“The SEC’s 3-2 vote to approve the Shareholder Proposal Rule is a slap in the face to corporate accountability. The Shareholder Proposal Rule seeks to remedy non-existent problems with draconian solutions that only further strengthen corporate executives’ already strong hand and insulate them from accountability at the expense of shareowners.
“The New York City Retirement Systems have a long and proud history of corporate engagement, which has had the effect of producing significant social benefits and enhancing long-term shareholder value, consistent with the Systems’ investment policies and objectives. Today’s announcement will only weaken shareowners’ ability to effectively engage with the companies they own.
“Since the NYCRS submitted their first shareholder proposal in 1985, urging companies doing business in apartheid South Africa to adhere to specific human rights principles, they have filed more than 1,000 shareholder proposals—almost certainly more than any other investor in the world.

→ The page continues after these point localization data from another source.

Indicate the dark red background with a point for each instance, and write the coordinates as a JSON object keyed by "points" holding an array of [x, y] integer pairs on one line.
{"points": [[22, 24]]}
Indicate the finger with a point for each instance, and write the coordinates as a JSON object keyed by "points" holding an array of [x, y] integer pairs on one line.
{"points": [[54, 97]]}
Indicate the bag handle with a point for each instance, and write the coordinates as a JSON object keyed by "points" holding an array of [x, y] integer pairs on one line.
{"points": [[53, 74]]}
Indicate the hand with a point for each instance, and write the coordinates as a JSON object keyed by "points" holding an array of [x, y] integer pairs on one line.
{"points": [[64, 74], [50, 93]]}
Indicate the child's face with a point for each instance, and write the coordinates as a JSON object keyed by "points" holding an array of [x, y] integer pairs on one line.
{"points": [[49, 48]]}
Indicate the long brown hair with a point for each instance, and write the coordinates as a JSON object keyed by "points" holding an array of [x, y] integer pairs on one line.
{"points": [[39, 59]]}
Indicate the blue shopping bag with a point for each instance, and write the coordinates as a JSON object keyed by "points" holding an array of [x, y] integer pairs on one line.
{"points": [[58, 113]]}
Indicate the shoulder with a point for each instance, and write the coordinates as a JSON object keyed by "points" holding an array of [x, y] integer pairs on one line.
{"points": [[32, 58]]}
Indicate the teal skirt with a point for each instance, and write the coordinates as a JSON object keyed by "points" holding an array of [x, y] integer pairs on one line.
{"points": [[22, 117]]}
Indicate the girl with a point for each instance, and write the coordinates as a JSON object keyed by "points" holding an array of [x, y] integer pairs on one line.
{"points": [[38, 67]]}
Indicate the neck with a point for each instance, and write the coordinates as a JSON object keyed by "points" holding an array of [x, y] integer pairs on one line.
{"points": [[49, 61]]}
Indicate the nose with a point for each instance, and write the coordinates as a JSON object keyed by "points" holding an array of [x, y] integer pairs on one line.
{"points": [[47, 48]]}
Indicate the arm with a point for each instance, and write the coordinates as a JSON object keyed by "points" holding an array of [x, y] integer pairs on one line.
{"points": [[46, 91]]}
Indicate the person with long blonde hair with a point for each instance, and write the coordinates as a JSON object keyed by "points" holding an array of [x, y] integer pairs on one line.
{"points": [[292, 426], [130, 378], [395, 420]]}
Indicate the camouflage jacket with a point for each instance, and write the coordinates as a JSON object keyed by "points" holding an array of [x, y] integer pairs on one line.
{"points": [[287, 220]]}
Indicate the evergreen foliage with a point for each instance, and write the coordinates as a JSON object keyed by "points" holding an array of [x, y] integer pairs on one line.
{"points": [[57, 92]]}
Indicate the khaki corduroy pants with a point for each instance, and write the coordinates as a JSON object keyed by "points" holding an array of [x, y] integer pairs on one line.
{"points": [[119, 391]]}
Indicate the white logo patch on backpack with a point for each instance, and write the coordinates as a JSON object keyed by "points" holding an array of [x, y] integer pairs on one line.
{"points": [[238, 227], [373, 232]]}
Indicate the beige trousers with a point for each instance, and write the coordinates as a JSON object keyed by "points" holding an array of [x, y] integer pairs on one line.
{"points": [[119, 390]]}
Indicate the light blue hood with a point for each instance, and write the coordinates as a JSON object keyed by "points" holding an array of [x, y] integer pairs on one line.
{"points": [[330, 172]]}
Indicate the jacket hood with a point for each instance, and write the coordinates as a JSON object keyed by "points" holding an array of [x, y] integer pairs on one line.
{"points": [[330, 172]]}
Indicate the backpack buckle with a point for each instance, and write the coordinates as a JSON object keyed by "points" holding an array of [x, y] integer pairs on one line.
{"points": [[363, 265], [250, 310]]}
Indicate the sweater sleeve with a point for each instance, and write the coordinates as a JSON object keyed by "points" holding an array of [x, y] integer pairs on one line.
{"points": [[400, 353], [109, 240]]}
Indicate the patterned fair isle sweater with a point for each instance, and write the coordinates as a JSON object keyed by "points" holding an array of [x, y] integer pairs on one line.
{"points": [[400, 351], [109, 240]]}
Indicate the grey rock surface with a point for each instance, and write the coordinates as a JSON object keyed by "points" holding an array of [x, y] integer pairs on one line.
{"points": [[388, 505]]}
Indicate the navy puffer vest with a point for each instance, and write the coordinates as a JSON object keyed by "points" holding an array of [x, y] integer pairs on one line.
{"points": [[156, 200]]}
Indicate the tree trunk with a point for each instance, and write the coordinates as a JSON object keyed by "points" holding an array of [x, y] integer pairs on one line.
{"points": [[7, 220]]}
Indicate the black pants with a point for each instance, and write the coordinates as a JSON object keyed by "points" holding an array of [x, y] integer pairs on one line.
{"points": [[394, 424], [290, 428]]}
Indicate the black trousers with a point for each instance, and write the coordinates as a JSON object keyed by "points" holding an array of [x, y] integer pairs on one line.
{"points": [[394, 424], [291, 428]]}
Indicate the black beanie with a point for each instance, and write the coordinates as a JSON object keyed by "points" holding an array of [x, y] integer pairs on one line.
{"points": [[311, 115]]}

“These are mechanisms through which we and other shareowners have pushed for anti-discrimination policies, greater diversity in the C-suite and boardroom, better climate policies and improved transparency and accountability.
“The shareholder proposal is an essential tool for ensuring that companies are held accountable to the interests of investors. This tool should be enhanced, not diminished.
“The NYCRS represent the retirement security of the City’s teachers, school employees, police and firefighters, and other employees. They are the investors whose interests the SEC should be protecting, not those of corporate executives.”